Adamson, who is married to a woman from Lombok, owns his property, which is his vested interest in the island. This is why he supports Robbe’s efforts and has offered her the use of his barge should she need to transport large quantities of rubbish or other items to Lombok and/or Bali. Because there is no sewage system on the island, Adamson uses a septic tank on his premises, which is emptied regularly and the contents sent to Lombok for treatment and disposal.

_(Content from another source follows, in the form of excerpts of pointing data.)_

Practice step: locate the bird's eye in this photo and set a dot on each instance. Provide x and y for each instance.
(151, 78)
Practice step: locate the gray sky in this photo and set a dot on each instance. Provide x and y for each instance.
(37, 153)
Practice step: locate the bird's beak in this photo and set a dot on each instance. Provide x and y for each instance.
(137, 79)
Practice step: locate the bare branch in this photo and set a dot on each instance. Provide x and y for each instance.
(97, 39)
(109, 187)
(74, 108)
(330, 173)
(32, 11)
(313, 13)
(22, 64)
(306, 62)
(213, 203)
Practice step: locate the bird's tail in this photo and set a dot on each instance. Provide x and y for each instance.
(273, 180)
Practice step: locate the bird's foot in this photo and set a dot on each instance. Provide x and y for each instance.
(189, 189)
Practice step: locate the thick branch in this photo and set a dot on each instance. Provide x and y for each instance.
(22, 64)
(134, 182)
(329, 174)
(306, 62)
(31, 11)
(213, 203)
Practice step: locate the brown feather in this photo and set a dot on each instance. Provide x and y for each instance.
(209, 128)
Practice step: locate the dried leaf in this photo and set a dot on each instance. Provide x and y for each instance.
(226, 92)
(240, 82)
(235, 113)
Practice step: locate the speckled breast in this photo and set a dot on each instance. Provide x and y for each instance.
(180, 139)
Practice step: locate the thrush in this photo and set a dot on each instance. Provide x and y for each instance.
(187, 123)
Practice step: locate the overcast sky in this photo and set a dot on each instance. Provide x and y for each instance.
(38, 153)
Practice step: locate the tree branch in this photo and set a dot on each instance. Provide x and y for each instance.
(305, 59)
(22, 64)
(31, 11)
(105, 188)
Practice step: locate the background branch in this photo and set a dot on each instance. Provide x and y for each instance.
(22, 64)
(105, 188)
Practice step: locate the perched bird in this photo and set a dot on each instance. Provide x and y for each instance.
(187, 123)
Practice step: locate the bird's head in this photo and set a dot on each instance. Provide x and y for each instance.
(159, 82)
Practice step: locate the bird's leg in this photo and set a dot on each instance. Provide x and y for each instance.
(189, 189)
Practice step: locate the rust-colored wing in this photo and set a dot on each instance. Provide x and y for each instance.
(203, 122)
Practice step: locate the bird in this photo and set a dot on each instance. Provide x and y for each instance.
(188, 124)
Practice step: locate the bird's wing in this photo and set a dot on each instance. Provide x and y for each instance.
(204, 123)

“But so many owners I know just dig a hole and dump everything in there because they don’t want to incur the expense. A lot of the island’s well-water is already contaminated. And there’s nothing that anyone can do about it because there’s no real government here - no paperwork, no certifications, no safety standards. There’s an island head, but you don’t see him. Many of the decisions are made by a ‘mafia’ and corruption is a very serious problem.”
Photo: Robbe's tenacity has encouraged islanders to sort their rubbish. Many of them earn a small income from doing so.